The poster presentation includes the following highlights:
Safety and tolerability of DCC-2618 on 100 GIST patients treated at the 150 mg QD dose out of the total of 169 patients treated with DCC-2618, as of the cut-off date of January 18, 2018.
As of March 19, 2018, 81 of 137 GIST patients enrolled at the cut-off date and treated at 100 mg or more per day, remained on study treatment. In addition, 46 patients were treated for more than 6 months, including 10 patients who were treated for more than 12 months.
Employing a population pharmacokinetic (PK) model based on steady state exposure to DCC-2618 and the active metabolite, DP-5439, increasing doses of DCC-2618 resulted in dose proportional increases in the combined exposure.
Preliminary data from the 12 GIST patients dose escalated from 150 mg QD to 150 mg BID following progression by RECIST (Response Evaluation Criteria in Solid Tumors) are immature and do not currently support a conclusion regarding a benefit from intra-patient dose escalation.

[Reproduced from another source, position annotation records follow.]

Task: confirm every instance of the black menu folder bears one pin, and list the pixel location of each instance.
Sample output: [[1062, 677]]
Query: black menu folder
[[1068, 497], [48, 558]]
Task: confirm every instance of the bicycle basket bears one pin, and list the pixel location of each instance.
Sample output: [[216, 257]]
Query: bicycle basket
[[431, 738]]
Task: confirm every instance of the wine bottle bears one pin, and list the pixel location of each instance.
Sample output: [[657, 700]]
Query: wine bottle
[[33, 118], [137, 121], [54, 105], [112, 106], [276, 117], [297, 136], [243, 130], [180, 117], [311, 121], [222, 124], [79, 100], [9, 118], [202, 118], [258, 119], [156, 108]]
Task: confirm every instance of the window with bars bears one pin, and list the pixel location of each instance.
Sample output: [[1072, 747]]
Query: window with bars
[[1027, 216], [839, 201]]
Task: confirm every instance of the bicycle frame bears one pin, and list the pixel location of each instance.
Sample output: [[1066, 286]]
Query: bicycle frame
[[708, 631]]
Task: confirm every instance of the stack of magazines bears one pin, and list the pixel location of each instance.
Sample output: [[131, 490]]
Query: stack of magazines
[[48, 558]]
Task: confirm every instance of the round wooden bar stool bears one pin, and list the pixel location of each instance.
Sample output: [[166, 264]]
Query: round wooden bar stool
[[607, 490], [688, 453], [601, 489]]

Based on the 100 GIST patients treated at the RP2D dose of 150 mg QD, DCC-2618 was well-tolerated, supporting the use of this dose in the pivotal, randomized Phase 3 trial, INVICTUS (NCT03353753).
About DCC-2618
DCC-2618 is a KIT and PDGFRα kinase switch control inhibitor in clinical development for the treatment of KIT and/or PDGFRα-driven cancers, including gastrointestinal stromal tumors, systemic mastocytosis and glioblastoma multiforme. DCC-2618 was specifically designed to improve the treatment of GIST patients by inhibiting a broad spectrum of mutations in KIT and PDGFRα. DCC-2618 is a KIT and PDGFRα inhibitor that blocks initiating KIT mutations in exons 9, 11, 13, 14, 17, and 18, involved in GIST as well as the primary D816V exon 17 mutation involved in SM. DCC-2618 also inhibits primary PDGFRα mutations in exons 12, 14, and 18, including the exon 18 D842V mutation, involved in a subset of GIST.